There’s also freedom of choice in terms of the companies loan customers can purchase their upgrades from; assuming suppliers, installers and equipment meet basic criteria. But this also means more due diligence is required when making a purchase decision – and the SolarQuotes guides linked to above can help there.
Commenting on the initiative, Federal Assistant Minister for Climate Change and Energy Josh Wilson stated:
“This investment will help people with older homes and appliances that don’t meet modern energy standards to upgrade and keep money from leaking out the door.”
… or leaking out the window, ceiling, or walls – or to energy retailers.
If you’re interested in finding out how much home energy storage and/or solar could save you, try SolarQuotes’ easy-to-use solar and battery calculator.
The invaluable solar quotes solar and battery calculator will provide accurate payback periods for solar panels and batteries.
The last thing I would advise any borrower to do is to put these costs onto a 25 year home loan. It is the same sort of folly as putting a car purchase onto a home loan. You’ll be paying interest long after the benefit has passed. The only thing worse would be putting recurrent expenditure onto a long term loan.
I would strongly recommend that potental borrowers get financial advice for these purchases. In most cases I would expect the advice to be to borrow on a term which matches the anticipated depreciation. If for example a battery has a 10 year warranty then make sure the finance is 10 years or less.
I assume this loan is separate to your mortgage as they state the loan is for up to 10 years, not tacked on to your existing home home loan.
Yes, it does read that way to me too. We took advantage of a similar offer from Commbank a couple of years back and they essentially attach the new loan to the mortgage loan of your property (for purposes of security). Besides from that shared security it is a completely separate loan with its own terms (interest rate, period, penalties, etc.).
I certainly wouldn’t want a $1M asset in the form of a house used to secure a $10,000 loan.
Banks will attempt to do everything they can to minimise their ‘risk’ of any loss or default on their loans.
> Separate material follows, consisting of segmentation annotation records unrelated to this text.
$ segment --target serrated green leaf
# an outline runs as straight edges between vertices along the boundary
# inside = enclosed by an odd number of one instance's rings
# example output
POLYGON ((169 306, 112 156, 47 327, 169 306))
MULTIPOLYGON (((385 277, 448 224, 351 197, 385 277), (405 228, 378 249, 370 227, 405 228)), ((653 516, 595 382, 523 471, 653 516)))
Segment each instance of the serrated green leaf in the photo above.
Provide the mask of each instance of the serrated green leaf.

Registering a mortgage over the whole property (especially if you are fortunate enough to either own your home outright, or only have a relatively small mortgage compared to the house value}, means that ‘risk’ is significantly reduced or almost disappears entirely.
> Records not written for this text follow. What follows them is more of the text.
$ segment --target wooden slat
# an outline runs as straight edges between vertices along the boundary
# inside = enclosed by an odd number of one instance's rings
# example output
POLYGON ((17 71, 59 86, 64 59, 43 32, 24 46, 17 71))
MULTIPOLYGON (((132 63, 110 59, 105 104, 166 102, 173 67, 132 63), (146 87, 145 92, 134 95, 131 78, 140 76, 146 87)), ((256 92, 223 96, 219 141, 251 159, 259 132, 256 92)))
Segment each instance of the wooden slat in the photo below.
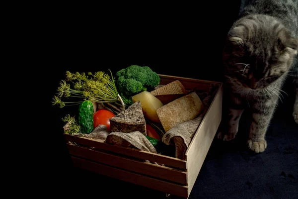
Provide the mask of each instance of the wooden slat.
POLYGON ((222 100, 222 86, 186 151, 189 194, 191 192, 221 123, 222 100))
POLYGON ((126 148, 116 145, 107 144, 85 137, 74 136, 66 134, 65 134, 65 136, 66 140, 70 142, 75 142, 91 147, 94 147, 96 149, 110 151, 142 160, 156 162, 164 164, 165 166, 167 167, 180 169, 184 171, 186 170, 186 161, 178 158, 172 158, 132 148, 126 148))
POLYGON ((81 158, 72 157, 72 159, 74 166, 83 169, 173 195, 188 197, 187 186, 162 181, 81 158))
POLYGON ((133 160, 72 144, 67 145, 70 153, 74 156, 147 176, 187 185, 187 173, 185 172, 150 163, 133 160))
It usually involves extra fees for stamp duty, mortgage registration, legal fees etc and a further round of fees when the mortgage is fully paid off and can be de-registered etc..
In addition, there will no doubt be clauses in the mortgage document relating to what happens if there is any default or lateness in mortgage repayments.
Bankers are not your friend, no matter how nice and helpful they may seem at the time.